US Secretary of State Hillary Clinton on Wednesday signed a new deal supporting efforts to fight AIDS in South Africa, which has the world's biggest population of people with HIV.
'South Africa and the entire region has a brighter and healthier and more secure future,' she said while visiting a clinic in the Cape Town township of Delft.
'Even as we take a moment to say 'well done', we cannot make the mistake of thinking that our job is done,' she said. 'The disease is still very dangerous.'
The United States has spent $3.2 billion since 2004 supporting South Africa's fight against AIDS. The new five-year agreement gives South Africa's government more control over the spending.
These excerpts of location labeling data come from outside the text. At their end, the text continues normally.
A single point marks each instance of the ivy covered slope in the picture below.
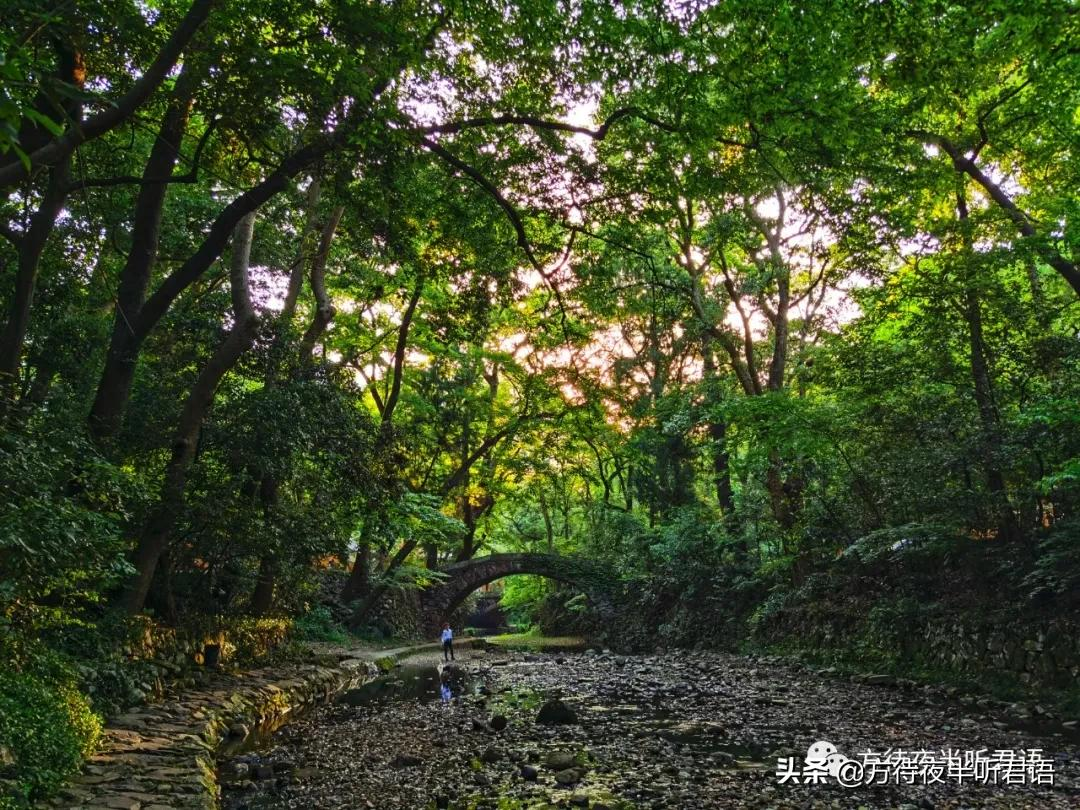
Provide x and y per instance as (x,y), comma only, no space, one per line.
(769,310)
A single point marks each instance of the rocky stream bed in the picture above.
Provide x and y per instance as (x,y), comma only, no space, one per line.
(676,730)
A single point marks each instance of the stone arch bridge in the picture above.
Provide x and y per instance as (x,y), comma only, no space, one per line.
(439,601)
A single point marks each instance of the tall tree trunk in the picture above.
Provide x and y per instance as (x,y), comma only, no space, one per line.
(359,582)
(113,391)
(983,388)
(262,596)
(162,520)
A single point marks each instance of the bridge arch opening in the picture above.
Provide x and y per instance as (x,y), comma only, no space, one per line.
(439,602)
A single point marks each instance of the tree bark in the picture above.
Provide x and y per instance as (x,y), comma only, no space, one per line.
(30,245)
(113,391)
(983,389)
(61,148)
(159,526)
(262,595)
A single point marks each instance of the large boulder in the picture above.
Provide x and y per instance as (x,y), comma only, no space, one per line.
(556,713)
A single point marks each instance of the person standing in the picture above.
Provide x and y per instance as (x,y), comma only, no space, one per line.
(447,642)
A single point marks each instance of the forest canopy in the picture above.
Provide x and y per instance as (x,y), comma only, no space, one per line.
(716,293)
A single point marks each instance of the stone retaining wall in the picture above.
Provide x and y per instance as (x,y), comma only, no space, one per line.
(1044,653)
(161,756)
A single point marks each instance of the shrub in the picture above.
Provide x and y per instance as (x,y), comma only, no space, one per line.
(318,624)
(46,726)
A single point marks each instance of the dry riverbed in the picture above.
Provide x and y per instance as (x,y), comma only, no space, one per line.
(679,730)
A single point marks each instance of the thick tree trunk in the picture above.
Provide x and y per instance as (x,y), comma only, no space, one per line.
(262,595)
(30,246)
(113,391)
(61,148)
(159,527)
(359,582)
(376,593)
(983,388)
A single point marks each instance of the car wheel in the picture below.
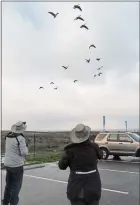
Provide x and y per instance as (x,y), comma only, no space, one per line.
(116,157)
(105,153)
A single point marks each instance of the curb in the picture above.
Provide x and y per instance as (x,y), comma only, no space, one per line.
(28,167)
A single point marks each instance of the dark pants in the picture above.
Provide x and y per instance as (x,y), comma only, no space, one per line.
(81,202)
(14,178)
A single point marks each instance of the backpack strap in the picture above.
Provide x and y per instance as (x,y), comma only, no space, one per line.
(18,145)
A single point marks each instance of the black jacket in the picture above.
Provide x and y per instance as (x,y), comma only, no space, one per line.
(82,157)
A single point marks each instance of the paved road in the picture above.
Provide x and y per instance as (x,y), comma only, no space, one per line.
(47,186)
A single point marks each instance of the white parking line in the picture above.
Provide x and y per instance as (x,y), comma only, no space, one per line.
(129,162)
(121,171)
(64,182)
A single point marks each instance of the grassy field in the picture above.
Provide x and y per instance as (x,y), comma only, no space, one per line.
(43,157)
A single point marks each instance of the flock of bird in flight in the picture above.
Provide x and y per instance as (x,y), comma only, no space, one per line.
(91,46)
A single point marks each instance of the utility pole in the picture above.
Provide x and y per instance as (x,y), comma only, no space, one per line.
(126,125)
(103,123)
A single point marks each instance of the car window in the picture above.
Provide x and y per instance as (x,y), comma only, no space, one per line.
(112,138)
(135,136)
(100,137)
(124,138)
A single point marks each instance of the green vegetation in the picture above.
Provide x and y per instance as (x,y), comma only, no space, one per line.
(43,157)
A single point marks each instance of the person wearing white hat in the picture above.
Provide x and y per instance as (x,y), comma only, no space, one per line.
(16,151)
(81,156)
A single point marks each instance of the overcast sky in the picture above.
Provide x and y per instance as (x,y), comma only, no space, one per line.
(35,46)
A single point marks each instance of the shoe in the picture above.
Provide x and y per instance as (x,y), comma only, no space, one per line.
(2,203)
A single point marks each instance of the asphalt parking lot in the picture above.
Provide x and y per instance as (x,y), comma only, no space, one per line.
(47,186)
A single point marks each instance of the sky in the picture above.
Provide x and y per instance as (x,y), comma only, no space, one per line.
(35,46)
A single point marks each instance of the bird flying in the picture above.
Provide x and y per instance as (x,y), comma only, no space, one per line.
(80,18)
(65,67)
(54,15)
(92,46)
(77,7)
(98,59)
(99,68)
(84,26)
(99,74)
(87,60)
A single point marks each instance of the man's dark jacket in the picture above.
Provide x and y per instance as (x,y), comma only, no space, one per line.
(82,157)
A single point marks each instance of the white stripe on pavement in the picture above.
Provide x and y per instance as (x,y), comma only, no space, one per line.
(64,182)
(129,162)
(115,170)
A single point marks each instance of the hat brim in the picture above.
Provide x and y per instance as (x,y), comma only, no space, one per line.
(13,129)
(77,140)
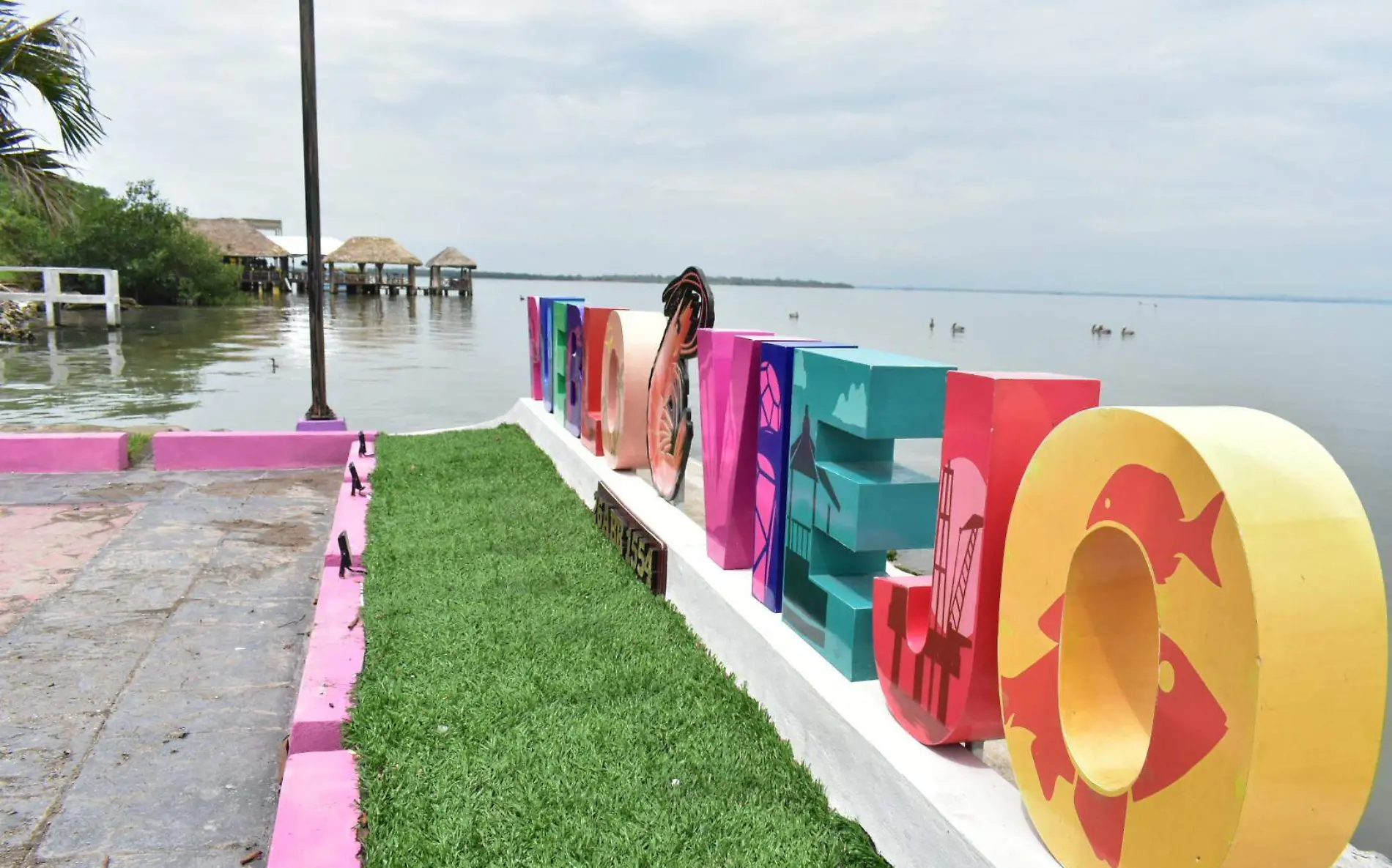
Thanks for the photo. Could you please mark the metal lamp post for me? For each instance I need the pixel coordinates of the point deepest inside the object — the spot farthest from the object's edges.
(319, 407)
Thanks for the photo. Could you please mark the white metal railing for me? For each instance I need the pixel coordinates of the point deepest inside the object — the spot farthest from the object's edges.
(53, 295)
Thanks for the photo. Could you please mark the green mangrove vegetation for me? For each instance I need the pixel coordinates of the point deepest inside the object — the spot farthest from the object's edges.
(162, 261)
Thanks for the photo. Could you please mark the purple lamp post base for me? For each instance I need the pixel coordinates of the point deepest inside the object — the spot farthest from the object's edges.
(322, 425)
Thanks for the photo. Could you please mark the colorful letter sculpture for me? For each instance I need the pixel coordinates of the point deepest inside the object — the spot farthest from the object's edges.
(575, 368)
(848, 502)
(546, 306)
(629, 348)
(1192, 643)
(560, 352)
(533, 330)
(592, 345)
(934, 636)
(688, 305)
(771, 469)
(728, 442)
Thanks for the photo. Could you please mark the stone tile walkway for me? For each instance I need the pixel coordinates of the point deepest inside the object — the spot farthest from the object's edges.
(152, 631)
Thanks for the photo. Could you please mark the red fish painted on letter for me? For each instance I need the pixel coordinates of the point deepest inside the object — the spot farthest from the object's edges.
(1147, 504)
(1030, 702)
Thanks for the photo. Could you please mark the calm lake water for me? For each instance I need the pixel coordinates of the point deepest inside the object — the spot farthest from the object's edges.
(412, 363)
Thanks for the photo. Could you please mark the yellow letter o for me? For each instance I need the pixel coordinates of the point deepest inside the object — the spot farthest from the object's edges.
(1193, 643)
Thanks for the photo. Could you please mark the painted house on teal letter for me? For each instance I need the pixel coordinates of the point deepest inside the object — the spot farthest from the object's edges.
(848, 501)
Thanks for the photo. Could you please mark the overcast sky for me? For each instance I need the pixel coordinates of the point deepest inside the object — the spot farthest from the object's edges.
(1191, 146)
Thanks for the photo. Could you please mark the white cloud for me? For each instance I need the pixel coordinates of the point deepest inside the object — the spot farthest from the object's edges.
(1078, 144)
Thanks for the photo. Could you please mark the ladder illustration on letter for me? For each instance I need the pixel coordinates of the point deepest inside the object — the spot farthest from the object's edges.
(946, 642)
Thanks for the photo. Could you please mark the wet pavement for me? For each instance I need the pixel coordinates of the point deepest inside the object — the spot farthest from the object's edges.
(152, 631)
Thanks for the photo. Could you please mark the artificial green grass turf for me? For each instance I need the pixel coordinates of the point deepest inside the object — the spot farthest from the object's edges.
(527, 702)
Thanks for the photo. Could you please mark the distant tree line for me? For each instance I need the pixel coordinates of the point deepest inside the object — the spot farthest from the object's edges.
(160, 259)
(46, 219)
(659, 278)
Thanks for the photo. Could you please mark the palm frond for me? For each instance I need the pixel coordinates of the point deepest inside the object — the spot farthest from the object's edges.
(49, 56)
(35, 174)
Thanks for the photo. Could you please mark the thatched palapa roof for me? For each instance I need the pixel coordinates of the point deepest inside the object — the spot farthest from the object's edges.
(450, 258)
(237, 238)
(368, 249)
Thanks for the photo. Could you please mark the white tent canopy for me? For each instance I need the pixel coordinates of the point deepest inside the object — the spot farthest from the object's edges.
(298, 245)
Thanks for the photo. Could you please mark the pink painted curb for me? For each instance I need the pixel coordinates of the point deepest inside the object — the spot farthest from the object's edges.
(66, 453)
(316, 823)
(251, 450)
(332, 665)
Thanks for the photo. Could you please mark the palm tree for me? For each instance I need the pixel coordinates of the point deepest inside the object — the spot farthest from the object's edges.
(48, 57)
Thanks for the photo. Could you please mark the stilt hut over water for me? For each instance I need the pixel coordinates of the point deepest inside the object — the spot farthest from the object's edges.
(264, 263)
(451, 258)
(369, 251)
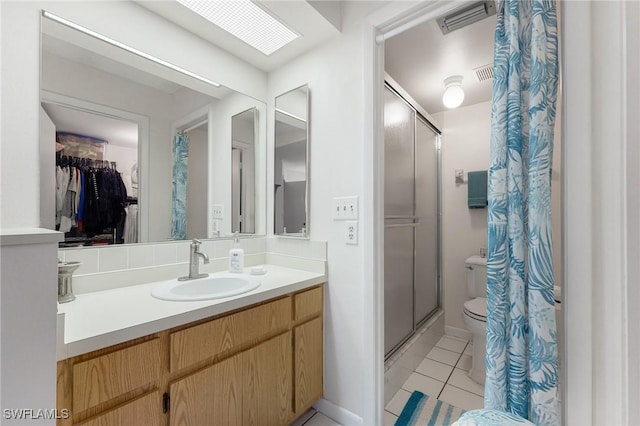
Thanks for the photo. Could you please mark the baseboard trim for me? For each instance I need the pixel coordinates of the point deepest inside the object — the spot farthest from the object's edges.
(457, 332)
(337, 413)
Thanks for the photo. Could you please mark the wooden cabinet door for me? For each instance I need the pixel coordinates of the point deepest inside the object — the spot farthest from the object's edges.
(308, 364)
(209, 397)
(267, 383)
(143, 411)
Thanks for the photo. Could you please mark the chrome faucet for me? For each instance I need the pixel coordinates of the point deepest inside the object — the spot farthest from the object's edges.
(194, 261)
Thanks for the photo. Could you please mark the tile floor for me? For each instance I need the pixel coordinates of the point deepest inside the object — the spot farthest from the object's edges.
(314, 418)
(443, 374)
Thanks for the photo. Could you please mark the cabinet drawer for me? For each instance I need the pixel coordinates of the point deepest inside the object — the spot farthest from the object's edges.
(144, 411)
(203, 341)
(105, 377)
(308, 303)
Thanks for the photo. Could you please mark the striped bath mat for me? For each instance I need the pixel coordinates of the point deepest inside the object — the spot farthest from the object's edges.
(423, 410)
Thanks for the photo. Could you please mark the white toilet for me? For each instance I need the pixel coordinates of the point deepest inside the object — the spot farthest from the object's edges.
(474, 314)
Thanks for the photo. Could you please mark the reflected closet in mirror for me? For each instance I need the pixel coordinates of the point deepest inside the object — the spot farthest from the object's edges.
(167, 133)
(291, 168)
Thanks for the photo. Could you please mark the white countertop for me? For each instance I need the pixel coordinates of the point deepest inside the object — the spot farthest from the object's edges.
(105, 318)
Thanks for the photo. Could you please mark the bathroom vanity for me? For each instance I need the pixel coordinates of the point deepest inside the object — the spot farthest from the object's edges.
(256, 359)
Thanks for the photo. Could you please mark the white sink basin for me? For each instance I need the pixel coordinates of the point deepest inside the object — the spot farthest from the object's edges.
(215, 286)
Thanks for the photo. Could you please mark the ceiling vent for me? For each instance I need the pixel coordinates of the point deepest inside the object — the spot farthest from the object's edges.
(484, 73)
(466, 16)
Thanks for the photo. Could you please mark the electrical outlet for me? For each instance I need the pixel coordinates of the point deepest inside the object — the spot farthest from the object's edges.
(345, 208)
(217, 211)
(351, 232)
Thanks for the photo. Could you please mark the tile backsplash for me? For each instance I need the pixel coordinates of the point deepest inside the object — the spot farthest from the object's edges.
(116, 266)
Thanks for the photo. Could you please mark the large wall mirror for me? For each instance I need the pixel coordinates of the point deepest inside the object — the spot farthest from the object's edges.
(145, 152)
(291, 168)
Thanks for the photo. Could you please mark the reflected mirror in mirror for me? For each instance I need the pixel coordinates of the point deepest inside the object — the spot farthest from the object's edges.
(243, 131)
(156, 147)
(291, 176)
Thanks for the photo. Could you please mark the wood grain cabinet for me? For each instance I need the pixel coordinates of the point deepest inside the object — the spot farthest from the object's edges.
(260, 365)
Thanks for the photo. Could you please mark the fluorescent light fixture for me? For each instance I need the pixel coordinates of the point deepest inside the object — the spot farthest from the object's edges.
(246, 21)
(453, 93)
(123, 46)
(288, 114)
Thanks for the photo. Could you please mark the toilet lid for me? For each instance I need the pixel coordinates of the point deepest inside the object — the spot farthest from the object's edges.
(476, 308)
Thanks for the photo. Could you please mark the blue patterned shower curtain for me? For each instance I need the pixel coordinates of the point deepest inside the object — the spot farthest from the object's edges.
(522, 360)
(179, 192)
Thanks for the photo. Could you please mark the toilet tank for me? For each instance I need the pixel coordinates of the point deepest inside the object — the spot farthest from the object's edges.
(476, 276)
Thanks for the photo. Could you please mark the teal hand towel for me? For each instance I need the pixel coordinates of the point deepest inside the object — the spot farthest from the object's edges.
(477, 186)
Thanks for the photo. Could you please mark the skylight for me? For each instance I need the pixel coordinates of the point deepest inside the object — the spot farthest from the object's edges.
(245, 20)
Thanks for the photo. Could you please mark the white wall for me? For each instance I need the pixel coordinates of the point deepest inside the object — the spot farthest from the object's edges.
(28, 299)
(466, 133)
(28, 318)
(336, 150)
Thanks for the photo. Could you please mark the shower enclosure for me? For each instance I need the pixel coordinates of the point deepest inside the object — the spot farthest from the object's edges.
(412, 222)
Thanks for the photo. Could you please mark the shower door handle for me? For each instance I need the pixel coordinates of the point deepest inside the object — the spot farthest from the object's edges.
(403, 225)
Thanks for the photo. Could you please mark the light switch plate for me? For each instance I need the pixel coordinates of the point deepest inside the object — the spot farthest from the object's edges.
(345, 208)
(351, 232)
(217, 211)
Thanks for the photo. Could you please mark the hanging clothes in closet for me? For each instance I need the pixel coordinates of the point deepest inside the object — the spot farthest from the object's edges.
(90, 201)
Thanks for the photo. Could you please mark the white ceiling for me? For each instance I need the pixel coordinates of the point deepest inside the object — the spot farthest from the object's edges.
(421, 58)
(116, 132)
(299, 15)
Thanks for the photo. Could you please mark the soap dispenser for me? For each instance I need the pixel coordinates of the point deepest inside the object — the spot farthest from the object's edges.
(236, 256)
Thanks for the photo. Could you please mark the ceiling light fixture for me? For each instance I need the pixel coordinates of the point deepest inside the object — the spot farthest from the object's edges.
(453, 93)
(125, 47)
(246, 21)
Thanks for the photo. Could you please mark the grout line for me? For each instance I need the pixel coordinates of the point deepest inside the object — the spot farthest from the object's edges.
(466, 390)
(452, 370)
(309, 419)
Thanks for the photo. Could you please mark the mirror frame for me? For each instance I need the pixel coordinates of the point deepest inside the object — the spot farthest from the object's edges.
(305, 234)
(261, 134)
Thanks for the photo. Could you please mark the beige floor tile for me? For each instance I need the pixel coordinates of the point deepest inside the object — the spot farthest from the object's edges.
(435, 369)
(461, 398)
(321, 420)
(396, 404)
(464, 363)
(469, 349)
(444, 356)
(461, 380)
(389, 419)
(452, 344)
(424, 384)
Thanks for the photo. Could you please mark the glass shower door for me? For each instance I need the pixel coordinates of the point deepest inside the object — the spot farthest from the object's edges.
(399, 125)
(427, 233)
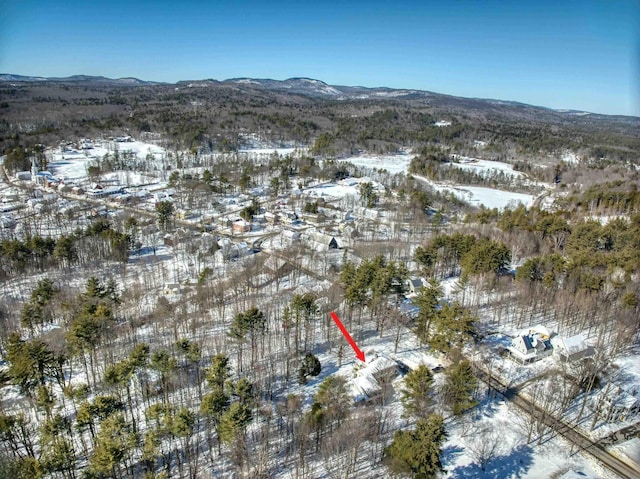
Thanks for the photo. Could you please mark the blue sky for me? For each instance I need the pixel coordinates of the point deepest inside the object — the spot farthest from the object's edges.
(582, 55)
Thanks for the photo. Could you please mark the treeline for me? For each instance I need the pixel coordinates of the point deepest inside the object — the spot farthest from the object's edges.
(466, 254)
(618, 197)
(571, 252)
(98, 241)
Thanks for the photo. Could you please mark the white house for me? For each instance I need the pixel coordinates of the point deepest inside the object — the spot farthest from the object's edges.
(531, 345)
(414, 285)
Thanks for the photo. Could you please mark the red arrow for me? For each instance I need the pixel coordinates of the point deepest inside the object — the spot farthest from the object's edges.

'Some people may hear 'South Africa is in the lead' and think that it means that the US is bowing out,' Clinton said. 'Let me say this clearly: the US is not going anywhere.'
'The partnership is changing for the better,' she said. 'Our goal is no new patients -- zero.'
The agreement highlights South Africa's shift from an international pariah on AIDS, under former president Thabo Mbeki, who refused to believe the scientific evidence that AIDS is caused by a virus -- to a celebrated one.
Now the country runs the world's largest AIDS treatment programme, with more than 1.3 million people receiving drugs, out of a total infected population of 5.6 million.
The rate of newborns catching the disease from their mothers during childbirth has fallen from 8 percent in 2008 to 2.7 percent last year.